Dam protesters hold a ritual to safeguard the river. Dam protesters hold a ritual to safeguard the river.

Chiapas meeting vows to stop 5 dam projects

Megaprojects seen as offering few benefits to indigenous communities

The indigenous people of Chiapas continue to speak out against the construction of hydroelectric power generation plants on the Usumacinta River.

A Mexico-Guatemala bilateral project, the Boca del Cerro dam is the first of five that the Federal Electricity Commission (CFE) plans to build on the river in the next four years.

The dam at Boca del Cerro will raise water levels by 55.5 meters and create a reservoir that extends over a 1,799-hectare area in the municipalities of Tenosique and Palenque on the Mexican side.

Social advocacy and indigenous groups met in San Cristóbal de las Casas on the weekend to form a common front against the project and denouncing what they claim are abuses by government authorities.

Citizens fear that the Tenosique town of San Carlos Boca del Cerro will “immediately disappear” after it is taken over by the offices and camp of the company in charge of building the dam.
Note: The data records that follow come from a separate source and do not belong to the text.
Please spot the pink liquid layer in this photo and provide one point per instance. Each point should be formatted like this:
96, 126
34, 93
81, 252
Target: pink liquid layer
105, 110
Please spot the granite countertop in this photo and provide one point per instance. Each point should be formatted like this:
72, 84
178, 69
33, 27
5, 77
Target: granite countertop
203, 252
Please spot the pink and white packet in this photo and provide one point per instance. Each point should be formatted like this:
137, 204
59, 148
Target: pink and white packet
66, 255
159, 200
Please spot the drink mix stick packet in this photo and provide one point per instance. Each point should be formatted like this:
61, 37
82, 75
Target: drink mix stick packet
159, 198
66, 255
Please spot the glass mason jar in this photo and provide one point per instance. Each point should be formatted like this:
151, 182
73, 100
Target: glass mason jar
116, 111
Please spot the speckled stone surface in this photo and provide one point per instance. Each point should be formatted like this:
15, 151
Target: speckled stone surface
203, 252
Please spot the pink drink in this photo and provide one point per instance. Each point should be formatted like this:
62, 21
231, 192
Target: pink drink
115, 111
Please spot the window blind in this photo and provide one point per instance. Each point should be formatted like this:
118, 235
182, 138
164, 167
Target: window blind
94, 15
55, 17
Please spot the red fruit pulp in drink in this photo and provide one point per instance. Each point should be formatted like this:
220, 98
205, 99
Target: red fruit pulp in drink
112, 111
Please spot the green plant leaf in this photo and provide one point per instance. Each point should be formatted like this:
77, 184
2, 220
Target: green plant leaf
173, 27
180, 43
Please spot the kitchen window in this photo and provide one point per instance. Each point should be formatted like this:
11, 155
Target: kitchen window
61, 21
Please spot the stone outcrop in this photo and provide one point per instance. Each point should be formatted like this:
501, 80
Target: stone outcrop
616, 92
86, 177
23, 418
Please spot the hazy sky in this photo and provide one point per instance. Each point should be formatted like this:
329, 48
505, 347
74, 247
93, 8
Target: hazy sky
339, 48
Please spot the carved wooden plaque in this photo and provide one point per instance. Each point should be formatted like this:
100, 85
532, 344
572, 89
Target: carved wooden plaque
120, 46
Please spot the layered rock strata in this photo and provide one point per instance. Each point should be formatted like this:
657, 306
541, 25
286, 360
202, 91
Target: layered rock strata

In addition to concerns over ecological damage residents are worried that “the government won’t compensate [for the loss of] our lands, the cost of living will increase and the Chole and Tzetzal people will disappear from the region.”

In a communiqué issued after the meeting, the organizations stated that the Boca del Cerro dam was being imposed by the federal government “in clear violation of the second article of the constitution,” which grants indigenous people autonomy and the right to be consulted before any major public works project takes places on their lands.

The more than 300 people at the meeting concluded that they will stop, by all available means, the construction of all five dams because of their effect on the customs and traditions of residents and the area’s geography.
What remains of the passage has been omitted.